H.A.R.B. rejects concept; Council will decide | Sound familiar? That’s the situation in Lancaster as its Council will have a special meeting tonight to take up the design proposed for the downtown’s new showpiece at Barney Ewell Plaza (the former Lancaster Square area). “Council is scheduled to discuss it at a special committee meeting at 6 p.m. Tuesday, and could take a vote at its regular meeting 90 minutes later, at 7:30 p.m.” – Lancaster Online
Quotes that make sense | From the opinion pages in today’s LNP – Always Lancaster:
- “Over the past two years, the school board itself has also significantly improved. Gone seem the days of the all-too common off-the-record meetings and side conversations, leaving the sunshine laws sitting in the dark and the board publicly rebuked for holding illegal meetings.” – letter about the Manheim Township School Board.
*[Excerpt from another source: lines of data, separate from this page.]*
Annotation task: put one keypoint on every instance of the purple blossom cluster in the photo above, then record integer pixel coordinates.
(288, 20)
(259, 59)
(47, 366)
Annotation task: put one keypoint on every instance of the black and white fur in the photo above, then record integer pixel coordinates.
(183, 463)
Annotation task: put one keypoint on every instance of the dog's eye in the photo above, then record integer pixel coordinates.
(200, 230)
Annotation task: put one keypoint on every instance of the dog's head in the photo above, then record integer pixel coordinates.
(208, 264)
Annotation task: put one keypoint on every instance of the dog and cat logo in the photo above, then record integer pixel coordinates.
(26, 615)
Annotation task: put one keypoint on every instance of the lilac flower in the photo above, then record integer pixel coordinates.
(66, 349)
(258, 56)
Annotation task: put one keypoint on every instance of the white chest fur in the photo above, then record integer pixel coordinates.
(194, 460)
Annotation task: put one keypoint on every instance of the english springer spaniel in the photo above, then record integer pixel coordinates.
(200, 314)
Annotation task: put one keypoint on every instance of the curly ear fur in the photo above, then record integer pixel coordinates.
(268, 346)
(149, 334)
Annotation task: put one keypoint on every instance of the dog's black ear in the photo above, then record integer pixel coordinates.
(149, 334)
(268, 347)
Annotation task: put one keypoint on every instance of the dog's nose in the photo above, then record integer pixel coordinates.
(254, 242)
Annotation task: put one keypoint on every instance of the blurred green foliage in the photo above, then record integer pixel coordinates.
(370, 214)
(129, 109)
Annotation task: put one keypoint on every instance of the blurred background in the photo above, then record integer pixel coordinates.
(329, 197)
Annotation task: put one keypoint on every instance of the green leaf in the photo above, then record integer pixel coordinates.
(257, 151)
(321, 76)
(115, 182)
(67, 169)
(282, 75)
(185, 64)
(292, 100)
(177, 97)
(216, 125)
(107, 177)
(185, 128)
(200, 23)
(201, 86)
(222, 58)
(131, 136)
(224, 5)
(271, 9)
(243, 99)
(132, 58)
- “No farms, no food!” – from another letter-to-the-editor.
- “Elections matter. Nothing could be more important.” – from another letter-to-the-editor.
- “Only a government-run institution could come up with that.” – From the editorial, a Lancaster Online commenter makes this comment about the State University system looking for taxpayer funding to fix their own failures. Columbia news, views & reviews asked about this piece of raw stupid on Sunday: “Bail out time again | Hey, taxpayers! We did not see the future coming! We need you to help help us reorganize our lives. Give us money, lots of money. – The Philadelphia Inquirer”
- “York had not fallen. The Georgia infantry approached from the south, coming up the river after bypassing York. The battle of Gettysburg was going to happen no matter what happened in Columbia. The GAR took up positions in a blocking maneuver to prevent the main force of the confederacy from moving further north towards Harrisburg. While the Georgia infantry was in Wrightsville, another advanced unit had taken up position on the west shore of the river across from Harrisburg in the area of Camphill/Wormleysburg (which was the true highwater point of the confederacy). But neither the west shore or Wrightsville will get credit for turning the course of the war because, the war had already turned with the loss at Gettysburg. Had Lee been able to win at Gettysburg, or had he not encountered the GAR there, then the main battle would have been in Harrisburg. The main purpose of capturing the bridge was not related to the Harrisburg campaign. It was to A) capture the foundries along the river to resupply the southern forces with cannon balls and grape shot (which were produced there, and they were very short of), B) to move into Lancaster County just as the produce farms were beginning to yield food, to feed the (near starving) southerners, and C) to (eventually) move eastward towards Philadelphia once Harrisburg was secure. Remember, the southerners were dangerously short on supplies, and had been raiding towns along their way to keep fighting. They confiscated all of the shoes from shoe factories and homes alike in Chambersburg, then burned the town down. As it turns out, Columbia’s role in the war was diminished greatly because, win or lose Lee would have still ordered the confederates in Wrightsville back to Gettysburg to assist in his losing cause. They arrived just in time to find Lee in retreat. Fate rules that the bridge at Columbia was actually burned for no reason, because Gettysburg ruined the need to capture it. Columbia’s real claim to fame is still that Gen. Washington wanted it to become the capital of the United States, but it was an interesting footnote in the Civil War that could have been a deciding factor. Sorry to burst your bubble.” – Prudent response to the Lake Wobegon perspectives that the burning of The Bridge in 1863 turned the tide of the War.
Legal Notices | Posted at the Columbia Borough Website: “The Zoning Hearing Board of the Borough of Columbia will meet on Wednesday, October 30, 2019 at 7:00 PM, in the Municipal Building at 308 Locust Street, Columbia PA, to consider the following application(s) and/or appeal(s): Cimarron Investments LLC is requesting special exception(s) and/or variance(s) … ” also published in today’s publication of general circulation, LNP – Always Lancaster.